Coming back to the point. Kohli and a few others lost their wits in the heat of the moment. Just like the technology, they also erred. This is not the first time it has happened. On numerous occasions in the past, players have behaved in a far less inappropriate manner and have been reprimanded for the same. But Kohli and co crossed the limit with their conduct. And, being the captain, the least the Indian ‘leader’ could have done was tender an apology.
Not the first time it has happened
And yes, this is not the first time it has happened (DRS controversy) and will definitely not be the last time. No matter how much technology evolves, an element of error will remain. After all, technology is human-made, and since humans err, so will technology, at times, like it did on Day 3 in Cape Town. Former Pakistan spinner Saeed Ajmal reminded India of the 2011 World Cup semi-final when Sachin Tendulkar got an lbw decision overturned using the DRS technology. That time as well, to the naked eye, it seemed the ball was hitting the stumps, but ball-tracking showed otherwise.

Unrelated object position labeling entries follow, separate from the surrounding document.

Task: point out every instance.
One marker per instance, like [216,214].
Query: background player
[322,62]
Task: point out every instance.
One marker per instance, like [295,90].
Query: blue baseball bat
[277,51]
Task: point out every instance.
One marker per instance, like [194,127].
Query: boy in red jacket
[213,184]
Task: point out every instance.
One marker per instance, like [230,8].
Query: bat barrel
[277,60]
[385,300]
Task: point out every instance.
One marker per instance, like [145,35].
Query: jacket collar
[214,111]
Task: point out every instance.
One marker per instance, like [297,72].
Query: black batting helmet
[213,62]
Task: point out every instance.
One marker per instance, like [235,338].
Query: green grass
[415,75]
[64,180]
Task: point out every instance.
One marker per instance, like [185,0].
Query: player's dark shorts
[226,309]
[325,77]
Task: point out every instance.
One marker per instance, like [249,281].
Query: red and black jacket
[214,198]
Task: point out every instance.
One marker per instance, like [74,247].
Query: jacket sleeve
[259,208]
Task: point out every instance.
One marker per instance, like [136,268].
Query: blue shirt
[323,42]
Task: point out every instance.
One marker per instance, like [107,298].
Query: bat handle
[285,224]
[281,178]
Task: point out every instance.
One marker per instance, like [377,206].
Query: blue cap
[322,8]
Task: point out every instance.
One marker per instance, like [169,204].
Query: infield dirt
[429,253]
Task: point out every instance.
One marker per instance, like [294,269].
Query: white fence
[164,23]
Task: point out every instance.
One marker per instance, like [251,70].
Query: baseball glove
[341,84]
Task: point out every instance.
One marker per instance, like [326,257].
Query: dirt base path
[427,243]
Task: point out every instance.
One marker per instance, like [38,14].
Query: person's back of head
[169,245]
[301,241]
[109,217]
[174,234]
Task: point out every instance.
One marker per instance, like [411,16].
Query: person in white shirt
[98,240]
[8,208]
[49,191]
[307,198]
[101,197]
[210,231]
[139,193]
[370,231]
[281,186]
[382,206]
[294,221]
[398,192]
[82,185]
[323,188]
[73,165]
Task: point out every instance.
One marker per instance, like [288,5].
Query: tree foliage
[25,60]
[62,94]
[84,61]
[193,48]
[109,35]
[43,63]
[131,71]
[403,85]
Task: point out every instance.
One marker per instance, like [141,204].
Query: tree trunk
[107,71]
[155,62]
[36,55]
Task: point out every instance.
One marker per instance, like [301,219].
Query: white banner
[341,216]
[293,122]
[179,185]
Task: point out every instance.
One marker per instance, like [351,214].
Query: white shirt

Over the years, so many decisions have gone against a person or a team, particularly when there was no DRS. It may pain Indian fans to hear this, but horrible umpiring in an era before neutral umpires played its part in India’s 2001 historic series. There were some horrendous decisions where umpires were raising their fingers even before Indian bowlers had completed their appeals. A couple of years back, Adam Gilchrist reacted to a video of Harbhajan Singh’s hat-trick from the Kolkata Test. Gilchrist was one of the victims and pointed out that had there been DRS; he would not have been lbw since there was a big inside edge.
Australia are not known for their good behaviour on the field, but in that series, they were incredibly restraint even as a number of contentious decisions went against them. The bottom line is, technology or no technology, decisions will never be 100% perfect. But for the Indians to cry cheating just because one decision didn’t go their way was ludicrous, sorry to say!